OpenAI’s new PaperBench benchmark offers another glimpse into AI’s ability to conduct advanced research. The benchmark asks AI agents to read machine learning papers, write code from scratch, and reproduce experimental results.
The results are already promising. o1 leads with a 26% replication score when run on high compute and with an optimised agent architecture. Human ML researchers achieved 41.4% after 48 hours, highlighting the gap between AI and human capabilities.

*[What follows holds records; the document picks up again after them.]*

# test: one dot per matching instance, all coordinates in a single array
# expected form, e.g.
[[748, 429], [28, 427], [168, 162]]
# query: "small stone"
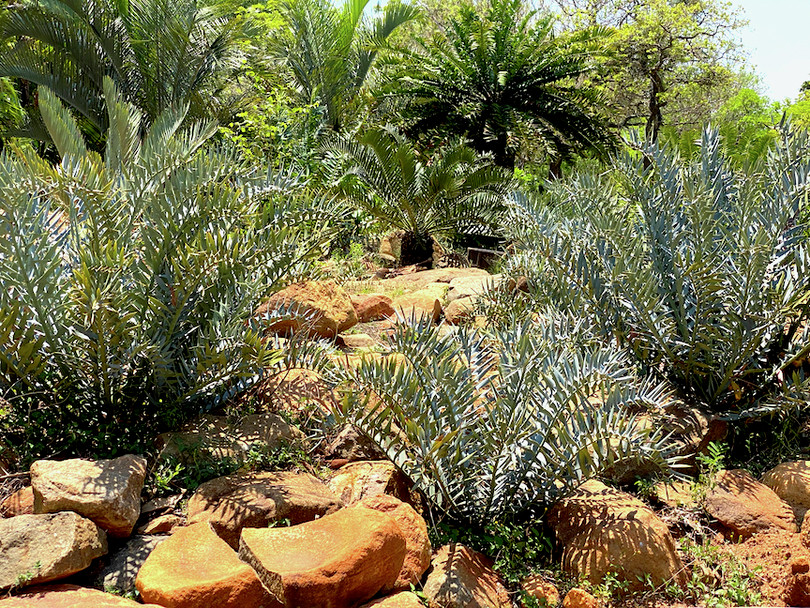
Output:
[[19, 503], [414, 529], [106, 491], [745, 506], [579, 598], [69, 596], [254, 500], [358, 480], [47, 547], [194, 568], [338, 561], [463, 578]]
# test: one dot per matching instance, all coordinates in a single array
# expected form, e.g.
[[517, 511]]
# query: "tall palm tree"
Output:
[[159, 53], [507, 82], [330, 51], [426, 197]]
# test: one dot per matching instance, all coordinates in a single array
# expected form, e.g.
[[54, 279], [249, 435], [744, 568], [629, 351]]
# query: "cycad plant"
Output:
[[487, 425], [329, 51], [158, 52], [507, 82], [427, 197], [698, 270], [129, 281]]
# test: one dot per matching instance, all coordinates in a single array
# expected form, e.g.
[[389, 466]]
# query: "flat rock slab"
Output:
[[69, 596], [338, 561], [47, 547], [417, 541], [194, 568], [463, 578], [745, 506], [105, 491], [603, 530], [120, 572], [254, 500]]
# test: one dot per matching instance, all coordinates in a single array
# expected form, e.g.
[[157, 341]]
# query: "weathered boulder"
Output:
[[358, 480], [372, 307], [120, 572], [463, 578], [47, 547], [322, 308], [69, 596], [19, 503], [105, 491], [543, 591], [253, 500], [337, 561], [405, 599], [460, 311], [162, 524], [745, 506], [351, 445], [214, 438], [194, 568], [603, 530], [417, 541], [579, 598], [791, 482]]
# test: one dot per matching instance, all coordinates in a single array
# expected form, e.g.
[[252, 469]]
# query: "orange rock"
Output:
[[253, 500], [542, 590], [746, 506], [69, 596], [405, 599], [194, 568], [579, 598], [463, 578], [604, 530], [337, 561], [372, 307], [417, 542], [321, 307], [19, 503]]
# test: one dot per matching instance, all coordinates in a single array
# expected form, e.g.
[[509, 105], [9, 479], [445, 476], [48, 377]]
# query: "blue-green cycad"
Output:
[[699, 270], [129, 281], [487, 425], [452, 191]]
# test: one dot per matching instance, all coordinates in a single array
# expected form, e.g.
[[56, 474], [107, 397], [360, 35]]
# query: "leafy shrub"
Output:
[[699, 271], [492, 425], [129, 281]]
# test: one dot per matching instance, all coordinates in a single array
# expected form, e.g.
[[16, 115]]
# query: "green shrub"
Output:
[[129, 281], [492, 425], [699, 271]]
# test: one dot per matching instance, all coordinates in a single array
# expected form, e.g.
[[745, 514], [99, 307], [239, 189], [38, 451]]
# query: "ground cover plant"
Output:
[[129, 280]]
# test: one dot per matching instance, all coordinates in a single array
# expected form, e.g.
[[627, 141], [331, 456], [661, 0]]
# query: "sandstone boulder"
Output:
[[19, 503], [214, 438], [414, 529], [791, 482], [463, 578], [358, 480], [254, 500], [123, 567], [745, 506], [47, 547], [372, 307], [69, 596], [105, 491], [404, 599], [603, 530], [323, 308], [337, 561], [194, 568]]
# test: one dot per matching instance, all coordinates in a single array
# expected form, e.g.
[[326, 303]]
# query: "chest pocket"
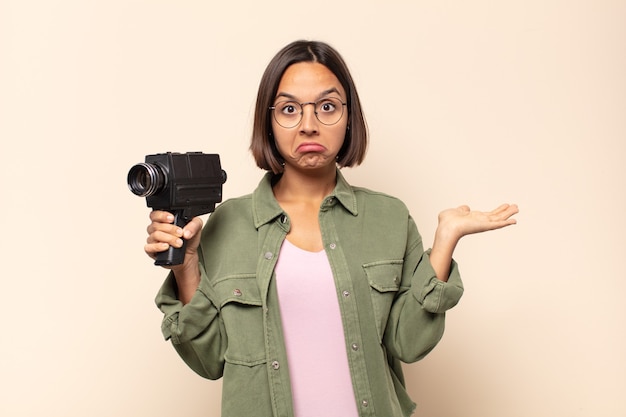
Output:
[[241, 310], [384, 279]]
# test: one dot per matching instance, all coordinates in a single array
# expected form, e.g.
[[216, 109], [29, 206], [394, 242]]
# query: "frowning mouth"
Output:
[[310, 147]]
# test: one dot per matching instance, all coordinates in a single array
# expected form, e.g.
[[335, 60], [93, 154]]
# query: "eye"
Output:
[[287, 108], [327, 105]]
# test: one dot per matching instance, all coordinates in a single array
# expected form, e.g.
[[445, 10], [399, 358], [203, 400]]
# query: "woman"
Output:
[[307, 294]]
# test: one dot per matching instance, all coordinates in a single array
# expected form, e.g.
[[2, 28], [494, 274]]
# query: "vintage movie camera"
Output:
[[184, 184]]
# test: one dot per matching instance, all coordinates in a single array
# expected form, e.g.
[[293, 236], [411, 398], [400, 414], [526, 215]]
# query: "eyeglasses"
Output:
[[328, 111]]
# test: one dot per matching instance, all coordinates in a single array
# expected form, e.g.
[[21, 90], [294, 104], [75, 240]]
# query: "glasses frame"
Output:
[[314, 103]]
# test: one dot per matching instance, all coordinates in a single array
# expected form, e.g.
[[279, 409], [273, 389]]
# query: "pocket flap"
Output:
[[241, 289], [384, 276]]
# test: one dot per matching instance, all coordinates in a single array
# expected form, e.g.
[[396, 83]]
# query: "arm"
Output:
[[459, 222]]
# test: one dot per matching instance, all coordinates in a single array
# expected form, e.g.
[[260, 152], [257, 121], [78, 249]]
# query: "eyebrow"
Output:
[[319, 96]]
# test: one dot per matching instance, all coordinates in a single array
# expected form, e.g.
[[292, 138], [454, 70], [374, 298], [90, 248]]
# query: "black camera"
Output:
[[184, 184]]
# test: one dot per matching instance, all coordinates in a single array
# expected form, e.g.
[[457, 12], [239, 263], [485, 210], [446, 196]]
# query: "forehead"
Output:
[[308, 80]]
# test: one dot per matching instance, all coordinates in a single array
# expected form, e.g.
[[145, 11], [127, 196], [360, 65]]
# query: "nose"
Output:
[[309, 124]]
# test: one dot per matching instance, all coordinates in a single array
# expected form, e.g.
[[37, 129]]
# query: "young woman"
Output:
[[307, 294]]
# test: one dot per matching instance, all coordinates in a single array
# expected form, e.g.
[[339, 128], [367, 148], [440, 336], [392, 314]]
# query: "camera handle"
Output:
[[174, 256]]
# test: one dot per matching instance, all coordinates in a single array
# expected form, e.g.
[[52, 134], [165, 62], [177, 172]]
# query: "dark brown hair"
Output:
[[263, 147]]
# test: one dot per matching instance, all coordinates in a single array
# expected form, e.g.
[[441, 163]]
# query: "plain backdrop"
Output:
[[468, 102]]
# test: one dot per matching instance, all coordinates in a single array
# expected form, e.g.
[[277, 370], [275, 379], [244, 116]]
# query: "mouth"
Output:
[[310, 147]]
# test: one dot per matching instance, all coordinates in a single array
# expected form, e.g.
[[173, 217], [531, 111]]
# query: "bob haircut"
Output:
[[262, 145]]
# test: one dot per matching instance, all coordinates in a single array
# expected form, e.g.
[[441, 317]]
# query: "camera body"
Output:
[[184, 184]]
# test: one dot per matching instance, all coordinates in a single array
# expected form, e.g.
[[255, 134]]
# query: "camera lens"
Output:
[[146, 179]]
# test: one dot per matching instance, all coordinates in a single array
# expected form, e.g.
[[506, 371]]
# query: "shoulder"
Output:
[[368, 199]]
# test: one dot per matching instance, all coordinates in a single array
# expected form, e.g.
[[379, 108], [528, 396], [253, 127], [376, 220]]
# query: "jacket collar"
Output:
[[265, 207]]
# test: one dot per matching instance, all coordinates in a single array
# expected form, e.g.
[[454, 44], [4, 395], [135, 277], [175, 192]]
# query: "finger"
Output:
[[192, 228], [161, 216], [160, 236], [152, 249]]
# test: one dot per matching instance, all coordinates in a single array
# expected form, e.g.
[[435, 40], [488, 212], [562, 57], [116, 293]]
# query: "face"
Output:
[[310, 144]]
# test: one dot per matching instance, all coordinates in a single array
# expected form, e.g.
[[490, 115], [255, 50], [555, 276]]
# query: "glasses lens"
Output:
[[329, 110], [287, 113]]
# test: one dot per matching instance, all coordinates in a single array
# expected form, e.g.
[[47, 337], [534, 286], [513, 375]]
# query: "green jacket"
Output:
[[392, 305]]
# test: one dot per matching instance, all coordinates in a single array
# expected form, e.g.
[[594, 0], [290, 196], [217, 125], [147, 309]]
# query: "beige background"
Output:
[[475, 102]]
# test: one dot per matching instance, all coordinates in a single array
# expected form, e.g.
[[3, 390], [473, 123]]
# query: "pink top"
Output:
[[316, 346]]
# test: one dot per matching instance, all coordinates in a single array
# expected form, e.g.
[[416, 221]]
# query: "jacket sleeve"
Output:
[[195, 329], [417, 317]]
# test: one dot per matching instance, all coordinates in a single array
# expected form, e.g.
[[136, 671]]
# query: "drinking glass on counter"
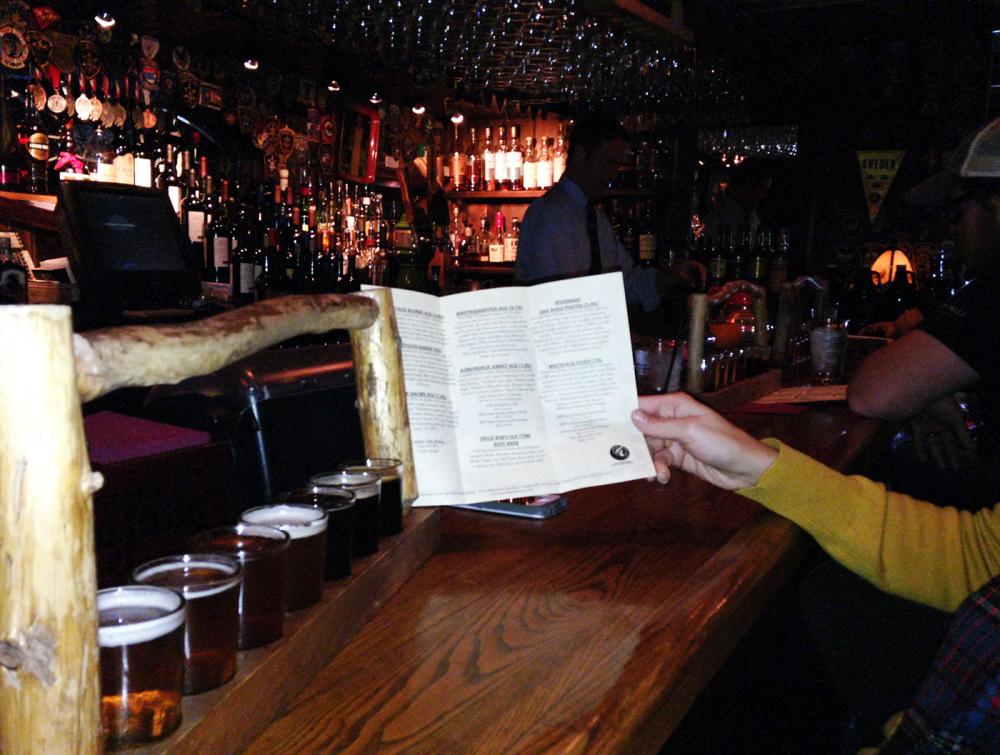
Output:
[[141, 638], [827, 347], [262, 552], [306, 526], [340, 507], [367, 488], [390, 510], [209, 582]]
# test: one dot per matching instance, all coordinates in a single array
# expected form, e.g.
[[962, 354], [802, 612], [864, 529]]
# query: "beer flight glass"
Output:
[[390, 512], [339, 506], [262, 552], [306, 528], [141, 638], [209, 582], [366, 487]]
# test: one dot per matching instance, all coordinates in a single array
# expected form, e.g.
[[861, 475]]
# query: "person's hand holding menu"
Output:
[[520, 391]]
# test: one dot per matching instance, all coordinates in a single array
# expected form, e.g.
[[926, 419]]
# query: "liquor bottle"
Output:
[[902, 295], [739, 243], [648, 238], [778, 273], [545, 165], [167, 180], [310, 258], [272, 281], [243, 259], [473, 164], [483, 240], [13, 275], [717, 264], [193, 219], [495, 244], [500, 160], [629, 234], [12, 159], [459, 167], [468, 254], [510, 239], [529, 177], [219, 231], [489, 163], [143, 164], [559, 156], [515, 161], [760, 257]]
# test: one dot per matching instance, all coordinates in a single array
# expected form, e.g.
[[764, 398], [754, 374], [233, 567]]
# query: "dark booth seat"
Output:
[[288, 413]]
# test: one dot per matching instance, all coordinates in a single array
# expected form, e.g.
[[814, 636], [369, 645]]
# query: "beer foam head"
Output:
[[387, 469], [363, 483], [194, 575], [134, 614], [296, 519]]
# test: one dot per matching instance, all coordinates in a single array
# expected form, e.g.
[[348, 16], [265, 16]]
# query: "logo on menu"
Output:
[[619, 452]]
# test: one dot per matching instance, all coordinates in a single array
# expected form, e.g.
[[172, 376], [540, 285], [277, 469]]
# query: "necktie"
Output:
[[595, 244]]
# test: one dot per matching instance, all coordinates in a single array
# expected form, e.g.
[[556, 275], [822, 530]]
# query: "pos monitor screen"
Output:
[[126, 248]]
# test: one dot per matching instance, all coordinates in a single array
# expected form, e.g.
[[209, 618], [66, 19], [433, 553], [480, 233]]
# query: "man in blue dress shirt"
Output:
[[561, 229]]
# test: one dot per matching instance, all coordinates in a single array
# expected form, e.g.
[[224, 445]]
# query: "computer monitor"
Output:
[[126, 249]]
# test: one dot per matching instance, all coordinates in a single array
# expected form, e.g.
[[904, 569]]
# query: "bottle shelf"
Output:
[[486, 270], [497, 196]]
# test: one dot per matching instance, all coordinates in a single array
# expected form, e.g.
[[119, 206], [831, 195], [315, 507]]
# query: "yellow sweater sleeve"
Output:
[[930, 554]]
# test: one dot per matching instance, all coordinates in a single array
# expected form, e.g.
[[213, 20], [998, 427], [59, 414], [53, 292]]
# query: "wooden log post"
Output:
[[378, 370], [49, 684], [48, 621]]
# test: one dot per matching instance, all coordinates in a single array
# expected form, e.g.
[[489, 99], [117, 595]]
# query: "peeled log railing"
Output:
[[50, 693]]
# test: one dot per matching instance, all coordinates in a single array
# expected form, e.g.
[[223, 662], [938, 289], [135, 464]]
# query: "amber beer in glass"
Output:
[[210, 584], [390, 512], [306, 526], [141, 639], [339, 506], [262, 553], [367, 489]]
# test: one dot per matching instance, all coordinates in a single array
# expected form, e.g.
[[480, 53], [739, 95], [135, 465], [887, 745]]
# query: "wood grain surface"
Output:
[[592, 631]]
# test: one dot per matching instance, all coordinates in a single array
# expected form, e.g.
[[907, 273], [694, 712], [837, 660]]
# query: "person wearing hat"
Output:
[[564, 234], [935, 557], [917, 376], [900, 566]]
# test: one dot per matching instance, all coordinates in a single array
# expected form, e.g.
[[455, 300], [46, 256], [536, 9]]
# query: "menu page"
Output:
[[520, 391]]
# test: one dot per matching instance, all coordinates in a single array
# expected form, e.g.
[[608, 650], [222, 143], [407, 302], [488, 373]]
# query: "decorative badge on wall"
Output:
[[181, 58], [41, 48], [189, 87], [13, 48], [88, 58], [210, 96]]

Interestingly, AI agents start strong, outperforming humans in the first hour with rapid code generation. However, they quickly plateau, failing to make sustained progress over longer periods. This aligned with our own experiences; AI excels at initial reasoning but struggles with the strategic planning and troubleshooting needed for long and complex tasks.
PaperBench also reveals that AI performs better at writing code (35-43%) than running experiments (1-7%) or verifying results (less than 1%). This highlights where improvements are needed most.
For those building AI agents, these findings suggest focusing on three areas: extending agents’ ability to plan over longer timeframes, improving execution capabilities, and enhancing error detection and recovery.
Takeaways: Current AI agents show promise but remain far from autonomous research capabilities. The most successful agents combine strong reasoning abilities with structured approaches to complex problems. As these systems improve, they might accelerate AI research itself, creating a feedback loop of progress. This benchmark gives us a concrete way to track that advancement.